Sunday, August 24, 2008

Taxonomy of Fallacies

There are a number of competing and overlapping ways to classify fallacies of argumentation. For example, they can be classified as either formal or informal. A formal fallacy can be detected by examining the logical form of the reasoning, whereas an informal fallacy depends upon the content of the reasoning and possibly the purpose of the reasoning. The list below contains very few formal fallacies. Fallacious arguments also can be classified as deductive or inductive, depending upon whether the fallacious argument is most properly assessed by deductive standards or instead by inductive standards. Deductive standards demand deductive validity, but inductive standards require inductive strength such as making the conclusion more likely. Fallacies can be divided into categories according to the psychological factors that lead people to commit them, and they can also be divided into categories according to the epistemological or logical factors that cause the error. In the latter division there are three categories: (1) the reasoning is invalid but is presented as if it were a valid argument, or else it is inductively much weaker than it is presented as being, (2) the argument has an unjustified premise, or (3) some relevant evidence has been ignored or suppressed. Regarding (2), a premise can be justified or warranted at a time even if we later learn that the premise was false, and it can be justified if we are reasoning about what would have happened even when we know it didn't happen.

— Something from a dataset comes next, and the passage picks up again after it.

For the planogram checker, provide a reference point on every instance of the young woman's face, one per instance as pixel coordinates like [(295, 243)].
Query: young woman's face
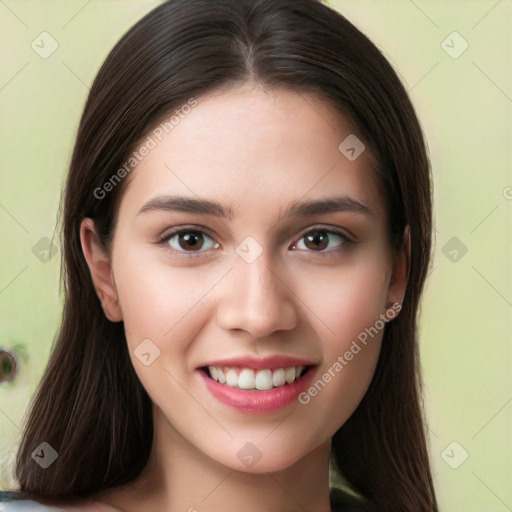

Similar fallacies are often grouped together under a common name intended to bring out how the fallacies are similar. Here are three examples. Fallacies of relevance include fallacies that occur due to reliance on an irrelevant reason. In addition, ad hominem, appeal to pity, and affirming the consequent are some other fallacies of relevance. Accent, amphiboly and equivocation are examples of fallacies of ambiguity. The fallacies of illegitimate presumption include begging the question, false dilemma, no true Scotsman, complex question and suppressed evidence. Notice how these categories don't fall neatly into just one of the categories (1), (2), and (3) above.